ならば時間を止めることも、不可能ではないだろう。
しかし。
生憎、猟兵は未来を救うためにいるのでな。悪いが倒させてもらうぞ!

呪詛を刻印されないよう、『珠聯璧合』で精霊を呼び出し、突撃させて的を増やそう。
一撃で倒されてしまうが、だからこそ怨嗟の方は無視できる。
僕自身は精霊の影に隠れて移動しながら、隙を見て精霊銃を撃つ。
精霊たちによる物量と僕の銃撃。
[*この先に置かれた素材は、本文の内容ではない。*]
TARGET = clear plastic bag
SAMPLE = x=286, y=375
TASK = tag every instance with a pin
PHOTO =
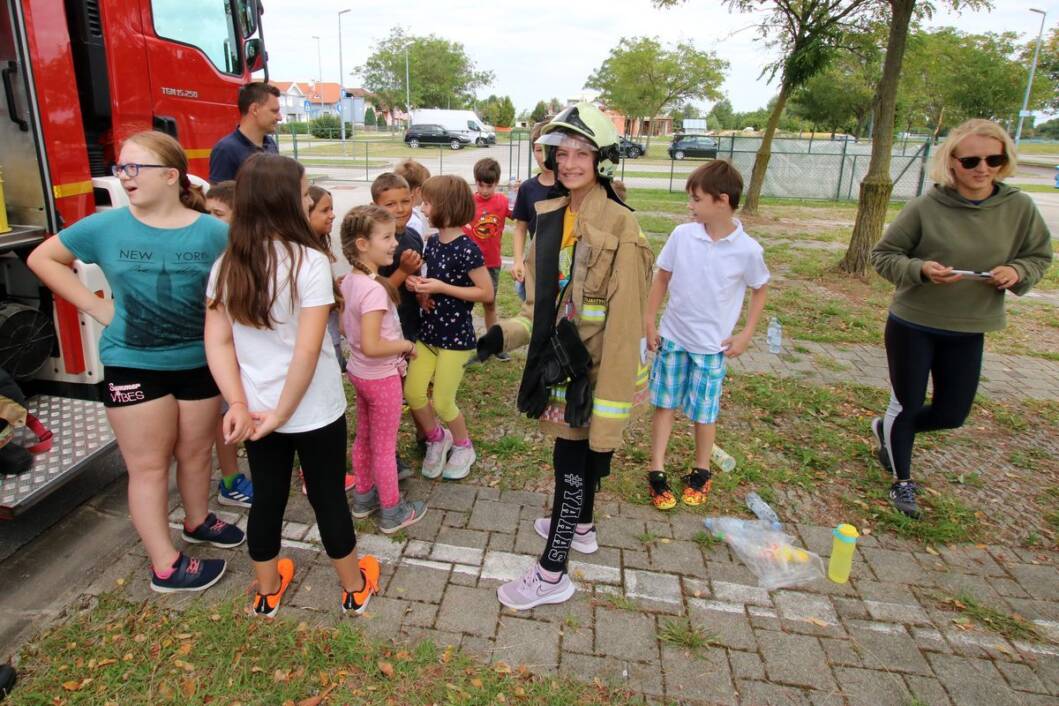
x=769, y=554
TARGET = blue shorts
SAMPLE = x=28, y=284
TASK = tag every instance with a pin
x=689, y=381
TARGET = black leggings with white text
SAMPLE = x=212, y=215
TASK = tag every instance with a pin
x=953, y=361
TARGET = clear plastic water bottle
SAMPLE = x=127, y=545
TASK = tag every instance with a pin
x=763, y=510
x=775, y=336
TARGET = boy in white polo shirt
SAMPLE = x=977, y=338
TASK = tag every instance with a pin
x=705, y=266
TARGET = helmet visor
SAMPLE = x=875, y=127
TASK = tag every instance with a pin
x=563, y=139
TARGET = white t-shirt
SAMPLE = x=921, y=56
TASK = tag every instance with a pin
x=265, y=354
x=710, y=279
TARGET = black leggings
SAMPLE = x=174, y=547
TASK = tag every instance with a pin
x=577, y=471
x=953, y=361
x=322, y=454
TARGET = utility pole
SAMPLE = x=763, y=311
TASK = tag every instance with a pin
x=1029, y=84
x=341, y=79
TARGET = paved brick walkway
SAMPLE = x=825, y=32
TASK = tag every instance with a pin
x=1003, y=377
x=879, y=639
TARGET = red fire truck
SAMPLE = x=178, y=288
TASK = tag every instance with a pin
x=78, y=76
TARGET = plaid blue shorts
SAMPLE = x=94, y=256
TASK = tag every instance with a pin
x=689, y=381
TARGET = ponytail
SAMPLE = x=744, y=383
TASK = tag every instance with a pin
x=192, y=195
x=387, y=285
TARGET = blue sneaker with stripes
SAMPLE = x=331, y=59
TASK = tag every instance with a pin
x=240, y=494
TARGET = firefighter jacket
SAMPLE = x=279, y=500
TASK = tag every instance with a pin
x=611, y=273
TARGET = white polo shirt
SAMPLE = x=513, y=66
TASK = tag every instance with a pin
x=710, y=279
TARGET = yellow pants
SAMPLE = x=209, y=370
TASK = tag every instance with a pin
x=445, y=368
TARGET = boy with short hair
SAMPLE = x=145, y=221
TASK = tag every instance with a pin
x=532, y=191
x=486, y=229
x=415, y=174
x=220, y=199
x=705, y=267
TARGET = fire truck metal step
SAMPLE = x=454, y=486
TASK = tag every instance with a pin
x=81, y=435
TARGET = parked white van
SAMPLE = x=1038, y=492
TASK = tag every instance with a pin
x=462, y=122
全てに対処できると言うならやってみるがいい!

離れたくないと言うのなら、せめて二人諸共に骸の海へ還してやろう。
眠れ、愛ある者達よ。

※改変、アドリブ、絡み歓迎



「骸の海は過去が降り積もったものである──というのは、猟兵ならば聞いたことのある話だが。ならば時間を止めることも、不可能ではないだろう」
 膨大な過去の海よりあふれ出た時の残骸オブリビオン。世界を侵食し滅びをもたらさんとするその力を幾度と目の当たりにしてきた為に、目の前の鬼女が一瞬を永遠にしようとしていると聞いても、それ自体にシェーラに驚きはなかった。
「しかし。生憎、猟兵は未来を救うためにいるのでな。悪いが倒させてもらうぞ!」
 多くの妖怪達が明日に向かって生きるこの世界を守ることが猟兵の使命。それを果たすべく断固たる決意をもって精霊銃を構える彼に、鬼女『羅刹女』は殺意と怨嗟を向ける。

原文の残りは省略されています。